В 1958 году меня занимали дела от поэзии далекие и, на мой взгляд, более важные. То лето и осень я провел на ракетном полигоне в Капустином Яру, неподалеку от тогда еще Сталинграда. Для меня невозможно сравнить огненную феерию старта ракеты со стихом, даже самым лучшим.

Трагическая история Бориса Пастернака и происходившее вокруг него описано многократно и многокрасочно. Еще бы! Главные ее участники, с самого начала до самого конца, писатели, а кому же писать, если не им, особенно о себе, да еще когда так хочется оправдаться, а оправдываться есть в чем.

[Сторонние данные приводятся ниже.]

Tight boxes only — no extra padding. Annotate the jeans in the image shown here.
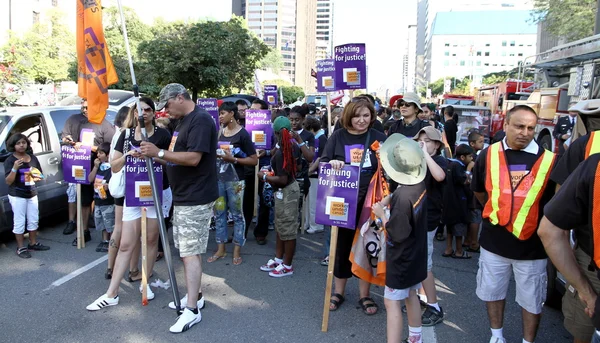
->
[214,180,246,246]
[593,330,600,343]
[8,195,38,234]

Добавить к уже написанному о «Докторе Живаго» мне почти нечего, с мая по конец декабря 1958 года в Москву я приезжал раз или два и на совсем короткое время. О копошении вокруг «Доктора Живаго» я что-то слышал, но урывками, и никакого значения услышанному не придавал. Но не писать я тоже не могу. История и для отца, и для всех нас вышла уж очень неприглядная. Я не хочу оправдывать отца, хотя многое прозвучит именно оправданием.

Дальнейшее изложение фактов базируется почти исключительно на чужих свидетельствах и чужих мнениях.

Что знал отец, а чего не знал? По большому счету это не так уж важно. Первое лицо в государстве, независимо ни от чего, отвечает за все.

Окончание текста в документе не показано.